(In case you haven't heard of the wonderful experiment that was Black Mountain College 1933-1953)
Polis is This: Charles Olson and the Persistence of Place
by Elyssa East
Brooklyn Rail
Airing now on PBS
From its first shot of an eye with a flashing iris that yields to light playing upon the ocean, Polis is This: Charles Olson and the Persistence of Place, establishes itself as a meditation on the life and poetic vision of the 20th century American poet Charles Olson and his muse America’s oldest seaport, Gloucester, Massachusetts.
Writing in the Village Voice in 1983, author and cultural commentator Nick Tosches referred to Olson, the last director of the famed avant-garde Black Mountain College, as “one of the greatest our century has heard.” Olson’s manifesto Projective Verse inspired a generation of poets including William Carlos Williams, Robert Creeley, Denise Levertov, and the Beats. Olson is widely credited with coining the term “postmodern.”

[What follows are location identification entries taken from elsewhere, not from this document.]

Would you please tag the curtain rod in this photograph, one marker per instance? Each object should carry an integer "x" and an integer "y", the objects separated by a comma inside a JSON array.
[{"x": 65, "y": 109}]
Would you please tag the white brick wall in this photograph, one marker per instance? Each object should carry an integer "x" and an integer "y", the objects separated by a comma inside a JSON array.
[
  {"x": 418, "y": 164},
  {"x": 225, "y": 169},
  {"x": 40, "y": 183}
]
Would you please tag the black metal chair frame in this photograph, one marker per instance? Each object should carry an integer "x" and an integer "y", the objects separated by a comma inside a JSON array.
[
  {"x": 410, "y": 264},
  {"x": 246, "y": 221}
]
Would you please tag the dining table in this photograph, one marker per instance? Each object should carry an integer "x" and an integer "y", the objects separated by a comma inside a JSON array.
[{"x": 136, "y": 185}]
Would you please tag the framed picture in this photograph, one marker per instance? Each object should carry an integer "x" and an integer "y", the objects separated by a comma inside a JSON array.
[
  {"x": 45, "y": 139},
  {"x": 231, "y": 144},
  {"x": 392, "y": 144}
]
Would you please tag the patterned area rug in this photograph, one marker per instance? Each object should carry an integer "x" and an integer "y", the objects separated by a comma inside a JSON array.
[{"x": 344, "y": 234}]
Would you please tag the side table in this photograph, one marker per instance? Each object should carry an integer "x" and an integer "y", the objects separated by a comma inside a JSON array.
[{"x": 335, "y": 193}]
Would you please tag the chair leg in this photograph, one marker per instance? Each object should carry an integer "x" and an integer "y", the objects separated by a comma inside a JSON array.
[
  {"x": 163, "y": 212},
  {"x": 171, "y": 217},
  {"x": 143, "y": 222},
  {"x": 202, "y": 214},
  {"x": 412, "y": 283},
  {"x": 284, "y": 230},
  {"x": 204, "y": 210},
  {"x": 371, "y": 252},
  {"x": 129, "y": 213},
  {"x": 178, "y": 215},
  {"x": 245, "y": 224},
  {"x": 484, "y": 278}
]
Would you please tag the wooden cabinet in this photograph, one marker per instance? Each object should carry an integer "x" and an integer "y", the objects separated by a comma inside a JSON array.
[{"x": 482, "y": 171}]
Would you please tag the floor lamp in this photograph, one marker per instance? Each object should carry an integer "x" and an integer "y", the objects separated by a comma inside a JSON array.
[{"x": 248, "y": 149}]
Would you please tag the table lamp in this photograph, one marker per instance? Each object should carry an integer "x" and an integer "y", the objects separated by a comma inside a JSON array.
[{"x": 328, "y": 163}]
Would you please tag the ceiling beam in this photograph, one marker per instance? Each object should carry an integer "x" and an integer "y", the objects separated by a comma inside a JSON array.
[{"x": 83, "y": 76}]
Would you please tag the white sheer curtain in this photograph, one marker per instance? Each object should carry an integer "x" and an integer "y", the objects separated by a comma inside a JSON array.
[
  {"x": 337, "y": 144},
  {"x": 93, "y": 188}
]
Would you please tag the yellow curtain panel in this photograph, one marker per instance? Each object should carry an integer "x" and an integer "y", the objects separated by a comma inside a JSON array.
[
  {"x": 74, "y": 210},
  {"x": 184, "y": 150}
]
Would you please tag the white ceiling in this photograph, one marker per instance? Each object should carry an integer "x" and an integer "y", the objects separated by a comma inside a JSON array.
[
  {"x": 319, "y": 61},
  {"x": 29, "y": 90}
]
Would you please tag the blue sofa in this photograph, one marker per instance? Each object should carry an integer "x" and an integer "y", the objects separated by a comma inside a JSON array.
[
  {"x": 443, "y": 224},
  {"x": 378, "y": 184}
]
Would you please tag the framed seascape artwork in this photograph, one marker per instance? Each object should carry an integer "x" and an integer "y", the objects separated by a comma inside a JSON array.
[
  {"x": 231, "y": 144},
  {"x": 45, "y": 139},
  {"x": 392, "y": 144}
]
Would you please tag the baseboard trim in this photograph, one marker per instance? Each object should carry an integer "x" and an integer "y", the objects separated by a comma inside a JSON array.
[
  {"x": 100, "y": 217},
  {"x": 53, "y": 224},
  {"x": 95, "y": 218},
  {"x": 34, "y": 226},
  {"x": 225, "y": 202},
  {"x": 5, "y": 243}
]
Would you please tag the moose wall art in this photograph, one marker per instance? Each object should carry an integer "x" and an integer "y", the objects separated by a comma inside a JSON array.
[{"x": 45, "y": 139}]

Rather than unspool its subject’s life in a standard documentary narrative, Polis intersperses cinematic interpretations of Olson’s poetry with interviews with townspeople, scholars and poets such as Amiri Baraka, Diane Di Prima, and Jonathan Williams. These talking heads help provide an introduction to Olson’s life and legacy in context, but fail to capture the essence of the man. For that, the film leans on Olson’s poetry, as read by Olson and by John Malkovich. Voiceovers of Olson’s poems are juxtaposed with contemporary and historical images of the Gloucester harbor scenes they describe. While some of these shots of Gloucester are undeniably beautiful—and help capture the town’s unique character as America’s oldest seaport—they merely scratch the surface of Olson’s poetry. His work is too dense and complex to be revealed through this treatment.
The archival footage of Olson talking and reading his own poetry drives viewer attention. Olson, who stood six foot eight, doesn’t merely read his poems, he performs them. Casually pausing to take a drag from his cigarette or a sip from his beer, Olson reads in a husky whisper both cool and inspired. His expressive face and gestures make plain that for Olson poetry was a vital, physical process. In this footage, Olson’s poems become the high-energy constructs he intended them to be and it becomes clear why Allen Ginsberg and Jack Kerouac called Olson “the great fire source.”